08.01.13

Prohibition

Nach 132 Jahren gibt es wieder was zu trinken

Stolze 132 Jahre wurde in der US-Siedlung Damascus kein Alkohol ausgeschenkt. Dann eroberten reiche Hauptstadt-Pendler das Idyll und kippten die Prohibition. Gegnern bleibt aber Hoffnung.

Foto: picture alliance / akg-images

Fässer mit Alkohol auf einem Schmugglerschiff: Erst die Prohibition organisierte Amerikas Verbrechen (Foto von 1925)
Fässer mit Alkohol auf einem Schmugglerschiff zur Zeit der Prohibition – ein Foto von 1925

An irgendeinem Abend Mitte Februar wird das "Music Cafe" zu Damascus im US-Bundesstaat Maryland sein Damaskuserlebnis haben: Zum ersten Mal seit 132 Jahren darf in der von Methodisten geprägten Stadt, eine Autostunde nördlich von Washington gelegen, öffentlich Alkohol ausgeschenkt werden.

Nicht jeder wird darauf anstoßen. Denn auf Beschluss von 60 Prozent der überwiegend zugezogenen Einwohner bedeutet das Ende der Prohibition, dass ein eigenes Lebensgefühl auf der letzten Insel der Trockenheit in Maryland in Konformität versinkt.

Mit Wehmut, nicht mit moralischer Entrüstung, begleiten Widerständische den Verlust der Exklusivität. Das komme davon, sagen sie selbstkritisch, wenn ein Idyll mit 14 Methodistenkirchen und 70 Milchbauern sich von reichen Hauptstadt-Pendlern erobern lasse.

Änderung wird über Nacht kommen

Die Zugezogenen haben das Jahresdurchschnittseinkommen auf über 100.000 Dollar gehoben – gegenüber knapp 70.000 im übrigen Maryland. Sie sind jünger – und sie wollen sich amüsieren. Die lokale Pizzeria hat die Lizenz als erste beantragt, das "Music Cafe" folgte.

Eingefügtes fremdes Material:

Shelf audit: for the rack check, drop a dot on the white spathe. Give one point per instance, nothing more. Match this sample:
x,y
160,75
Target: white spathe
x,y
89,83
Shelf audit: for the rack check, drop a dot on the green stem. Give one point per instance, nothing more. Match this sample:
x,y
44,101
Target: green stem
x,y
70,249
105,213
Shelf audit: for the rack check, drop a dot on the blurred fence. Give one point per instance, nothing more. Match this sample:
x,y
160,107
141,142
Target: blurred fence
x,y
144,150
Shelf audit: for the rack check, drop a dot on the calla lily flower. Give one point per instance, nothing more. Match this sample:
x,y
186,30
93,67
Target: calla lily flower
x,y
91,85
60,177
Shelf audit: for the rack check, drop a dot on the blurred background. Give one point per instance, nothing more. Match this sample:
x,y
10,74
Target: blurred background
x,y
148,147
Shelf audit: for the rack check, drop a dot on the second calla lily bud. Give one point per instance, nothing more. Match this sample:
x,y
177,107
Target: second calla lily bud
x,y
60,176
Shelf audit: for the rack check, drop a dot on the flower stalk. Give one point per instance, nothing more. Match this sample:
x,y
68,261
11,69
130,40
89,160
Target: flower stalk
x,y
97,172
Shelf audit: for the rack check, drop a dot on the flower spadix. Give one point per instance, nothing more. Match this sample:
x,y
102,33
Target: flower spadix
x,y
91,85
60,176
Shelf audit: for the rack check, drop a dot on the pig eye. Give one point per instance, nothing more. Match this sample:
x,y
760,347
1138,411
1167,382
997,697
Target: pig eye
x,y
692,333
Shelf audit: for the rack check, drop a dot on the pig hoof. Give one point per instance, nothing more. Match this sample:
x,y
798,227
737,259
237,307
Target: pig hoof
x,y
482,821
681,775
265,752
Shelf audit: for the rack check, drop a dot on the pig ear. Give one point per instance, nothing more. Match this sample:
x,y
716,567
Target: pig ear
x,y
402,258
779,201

Einen Monat Bedenk- und Prüfzeit haben sich die Behörden ausbedungen, um die Bonität und Unbescholtenheit der Unternehmen zu prüfen. Damascus wird sich über Nacht verändern.

Noch ist mindestens die Jugend nicht verdorben. Es bleibt beim bundesweit geltenden Mindestalter von 21 Jahren für die Trinkreife. Die religiösen Wurzeln der Furcht vor alkoholisierter Enthemmung sind trotz der desaströsen Erfahrungen mit der Prohibition, die Amerikas Verbrechen erst organisierte, nicht zu kappen.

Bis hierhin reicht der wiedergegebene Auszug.